Controlled Assembly of Sequence-Defined Pepoids into Hierarchical Materials

Chun-Long Chen

SB08.07.03, 2 p.m. ET

Peptoid (N-substituted glycines), as one of the unique sequence-defined synthetic “foldamers that mimic proteins and peptides for functions, - have recently received increasing attention for the design and synthesis of biomimetic nanomaterials with hierarchical structures. ¹ Due to the unique proteinase-resistance, chemical and thermal stabilities of peptoids, peptoid-based nanomaterials are promising candidates for applications in photonics, ^{2, 3} flexible electronics, ⁴ and biological systems. ^{2, 3, 5} Recently, by designing amphiphilic peptoids that contain aromatic hydrophobic domains, our group recently reported their self-assembly into highly crystalline membrane-mimetic 2D nanosheets^{2, 6} and 1D nanotubes, ⁷ we demonstrated that these peptoid-based nanomaterials are highly stable and a wide range of functional groups can be precisely placed within these materials to achieve programmable functions.

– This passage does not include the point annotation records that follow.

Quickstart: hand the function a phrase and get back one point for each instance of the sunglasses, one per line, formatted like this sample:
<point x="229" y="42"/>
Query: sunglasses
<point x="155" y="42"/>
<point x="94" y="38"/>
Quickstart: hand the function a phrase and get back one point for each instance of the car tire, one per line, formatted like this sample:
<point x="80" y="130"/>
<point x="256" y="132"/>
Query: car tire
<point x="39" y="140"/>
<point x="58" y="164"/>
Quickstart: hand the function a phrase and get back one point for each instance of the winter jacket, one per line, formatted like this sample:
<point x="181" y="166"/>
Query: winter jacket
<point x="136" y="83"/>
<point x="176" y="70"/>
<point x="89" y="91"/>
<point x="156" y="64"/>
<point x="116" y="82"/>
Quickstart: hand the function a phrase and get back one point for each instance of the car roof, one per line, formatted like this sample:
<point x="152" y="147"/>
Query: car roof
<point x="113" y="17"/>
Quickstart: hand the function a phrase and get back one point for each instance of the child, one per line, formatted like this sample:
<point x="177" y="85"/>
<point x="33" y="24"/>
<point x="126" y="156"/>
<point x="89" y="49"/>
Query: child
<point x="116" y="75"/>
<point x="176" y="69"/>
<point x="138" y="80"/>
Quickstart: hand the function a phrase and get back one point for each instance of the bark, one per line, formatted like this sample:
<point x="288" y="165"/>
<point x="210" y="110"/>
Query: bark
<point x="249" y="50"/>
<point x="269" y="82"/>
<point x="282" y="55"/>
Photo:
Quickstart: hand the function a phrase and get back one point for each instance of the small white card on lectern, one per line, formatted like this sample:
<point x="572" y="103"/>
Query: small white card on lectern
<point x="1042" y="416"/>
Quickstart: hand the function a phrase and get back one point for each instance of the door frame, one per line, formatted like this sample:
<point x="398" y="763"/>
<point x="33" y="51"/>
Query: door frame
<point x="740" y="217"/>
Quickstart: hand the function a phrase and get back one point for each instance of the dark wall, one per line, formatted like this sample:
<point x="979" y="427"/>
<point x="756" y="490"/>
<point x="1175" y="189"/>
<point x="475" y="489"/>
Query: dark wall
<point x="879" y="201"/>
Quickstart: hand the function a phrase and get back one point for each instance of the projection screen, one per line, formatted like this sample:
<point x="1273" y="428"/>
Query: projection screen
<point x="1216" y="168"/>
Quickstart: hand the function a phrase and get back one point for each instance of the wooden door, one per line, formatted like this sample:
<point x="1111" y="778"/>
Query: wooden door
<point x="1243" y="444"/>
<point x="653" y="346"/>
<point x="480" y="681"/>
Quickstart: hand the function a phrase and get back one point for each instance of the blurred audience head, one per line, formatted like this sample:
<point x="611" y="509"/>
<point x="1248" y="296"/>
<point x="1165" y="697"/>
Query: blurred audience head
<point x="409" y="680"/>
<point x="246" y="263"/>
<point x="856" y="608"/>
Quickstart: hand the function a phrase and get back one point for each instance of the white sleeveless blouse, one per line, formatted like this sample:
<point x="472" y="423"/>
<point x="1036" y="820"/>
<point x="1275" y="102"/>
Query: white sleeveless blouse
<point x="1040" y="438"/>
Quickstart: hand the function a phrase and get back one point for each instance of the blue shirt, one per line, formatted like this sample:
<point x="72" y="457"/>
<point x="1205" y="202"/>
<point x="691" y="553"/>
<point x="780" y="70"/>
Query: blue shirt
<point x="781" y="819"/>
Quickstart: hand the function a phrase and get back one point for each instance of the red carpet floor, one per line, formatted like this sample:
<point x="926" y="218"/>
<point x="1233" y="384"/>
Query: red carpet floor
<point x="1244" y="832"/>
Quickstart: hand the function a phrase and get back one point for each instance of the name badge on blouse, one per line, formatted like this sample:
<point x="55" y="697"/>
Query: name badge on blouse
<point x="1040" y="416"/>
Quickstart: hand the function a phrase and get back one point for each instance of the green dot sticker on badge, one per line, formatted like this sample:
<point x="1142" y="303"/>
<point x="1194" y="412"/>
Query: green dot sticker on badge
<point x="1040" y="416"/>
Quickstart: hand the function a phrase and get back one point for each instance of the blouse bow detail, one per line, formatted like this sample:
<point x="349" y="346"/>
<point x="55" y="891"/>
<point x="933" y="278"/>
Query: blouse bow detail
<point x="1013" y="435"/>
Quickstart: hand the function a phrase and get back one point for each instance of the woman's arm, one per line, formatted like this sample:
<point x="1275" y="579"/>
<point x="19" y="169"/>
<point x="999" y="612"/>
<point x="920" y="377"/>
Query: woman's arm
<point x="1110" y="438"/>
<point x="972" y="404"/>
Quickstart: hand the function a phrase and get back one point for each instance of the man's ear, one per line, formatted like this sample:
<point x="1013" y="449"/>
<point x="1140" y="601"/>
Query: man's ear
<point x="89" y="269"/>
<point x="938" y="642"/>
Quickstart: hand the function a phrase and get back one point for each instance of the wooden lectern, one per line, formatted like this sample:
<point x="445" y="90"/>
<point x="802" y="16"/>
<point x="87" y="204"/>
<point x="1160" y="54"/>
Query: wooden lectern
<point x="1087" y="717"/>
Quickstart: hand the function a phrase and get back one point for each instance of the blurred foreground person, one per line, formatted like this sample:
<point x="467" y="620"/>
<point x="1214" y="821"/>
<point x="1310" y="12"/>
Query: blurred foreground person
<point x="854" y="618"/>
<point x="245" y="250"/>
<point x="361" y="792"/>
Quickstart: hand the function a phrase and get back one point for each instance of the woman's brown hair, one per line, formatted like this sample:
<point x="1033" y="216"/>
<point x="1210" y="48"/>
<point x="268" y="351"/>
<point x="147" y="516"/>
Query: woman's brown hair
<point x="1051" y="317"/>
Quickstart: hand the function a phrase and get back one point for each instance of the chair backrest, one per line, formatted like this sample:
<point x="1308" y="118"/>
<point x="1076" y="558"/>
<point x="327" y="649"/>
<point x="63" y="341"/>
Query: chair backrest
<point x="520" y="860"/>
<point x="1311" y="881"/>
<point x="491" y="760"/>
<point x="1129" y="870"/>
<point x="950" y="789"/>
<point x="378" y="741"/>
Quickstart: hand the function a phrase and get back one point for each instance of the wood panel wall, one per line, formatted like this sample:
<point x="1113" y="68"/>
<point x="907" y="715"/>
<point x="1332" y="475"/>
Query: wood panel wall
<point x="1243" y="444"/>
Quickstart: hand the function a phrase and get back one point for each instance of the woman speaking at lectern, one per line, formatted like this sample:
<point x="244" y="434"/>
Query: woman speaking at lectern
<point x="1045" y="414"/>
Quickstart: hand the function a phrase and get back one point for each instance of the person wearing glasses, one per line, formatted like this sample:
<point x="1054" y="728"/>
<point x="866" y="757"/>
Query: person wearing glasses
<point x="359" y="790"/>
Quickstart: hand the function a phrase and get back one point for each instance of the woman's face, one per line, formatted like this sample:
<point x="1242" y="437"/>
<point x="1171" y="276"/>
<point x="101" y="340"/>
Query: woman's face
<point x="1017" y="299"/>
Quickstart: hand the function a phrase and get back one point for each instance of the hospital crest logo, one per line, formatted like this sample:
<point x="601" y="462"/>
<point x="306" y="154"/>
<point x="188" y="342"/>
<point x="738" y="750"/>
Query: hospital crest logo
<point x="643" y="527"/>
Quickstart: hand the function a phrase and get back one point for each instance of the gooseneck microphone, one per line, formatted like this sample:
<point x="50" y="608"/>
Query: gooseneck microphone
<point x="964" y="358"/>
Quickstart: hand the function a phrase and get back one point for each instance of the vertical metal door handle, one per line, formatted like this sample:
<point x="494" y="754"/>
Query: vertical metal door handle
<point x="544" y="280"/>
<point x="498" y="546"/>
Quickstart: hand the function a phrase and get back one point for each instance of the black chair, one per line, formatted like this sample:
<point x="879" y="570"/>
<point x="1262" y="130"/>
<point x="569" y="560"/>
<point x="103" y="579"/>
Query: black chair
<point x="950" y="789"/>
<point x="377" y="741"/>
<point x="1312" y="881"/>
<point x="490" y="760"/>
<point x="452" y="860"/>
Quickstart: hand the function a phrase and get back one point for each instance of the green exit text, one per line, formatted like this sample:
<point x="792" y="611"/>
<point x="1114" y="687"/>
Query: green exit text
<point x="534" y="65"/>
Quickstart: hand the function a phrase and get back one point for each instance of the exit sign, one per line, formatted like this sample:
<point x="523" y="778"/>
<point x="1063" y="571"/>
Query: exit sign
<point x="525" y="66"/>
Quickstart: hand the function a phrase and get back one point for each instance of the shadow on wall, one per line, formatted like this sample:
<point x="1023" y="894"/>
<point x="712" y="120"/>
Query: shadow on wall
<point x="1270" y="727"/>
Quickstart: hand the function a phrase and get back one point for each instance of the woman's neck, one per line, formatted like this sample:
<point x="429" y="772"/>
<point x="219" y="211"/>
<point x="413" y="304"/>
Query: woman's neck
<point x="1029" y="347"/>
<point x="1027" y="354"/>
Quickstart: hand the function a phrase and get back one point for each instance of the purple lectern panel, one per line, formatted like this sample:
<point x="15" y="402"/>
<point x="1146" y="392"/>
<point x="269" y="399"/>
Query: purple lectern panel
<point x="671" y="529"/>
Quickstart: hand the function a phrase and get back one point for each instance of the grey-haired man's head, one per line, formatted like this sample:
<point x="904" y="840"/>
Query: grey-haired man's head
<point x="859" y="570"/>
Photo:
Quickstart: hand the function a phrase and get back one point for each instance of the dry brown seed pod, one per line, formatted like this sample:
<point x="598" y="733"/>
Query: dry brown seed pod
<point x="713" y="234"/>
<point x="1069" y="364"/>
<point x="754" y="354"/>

To gain a better understanding of their formation mechanisms of these biomimetic materials, herein, I will report my group’s recent discovery of designing short peptoid oligomers, including tetramers, for controlled assembly into twisted nanoribbons, helices, along with nanosheets and nanotubes. Mechanistic studies using X-ray diffraction, AFM, TEM combined with computational simulations indicate the asymmetric packing of amphiphilic peptoids is the main driving force that leads to the formation of twisted nanoribbons and nanohelices. Tuning hydrophilic side chain chemistry and the number of hydrophobic side chains can significantly influence the peptoid assembly pathways and dynamics for the formation of hierarchical materials with designed morphologies.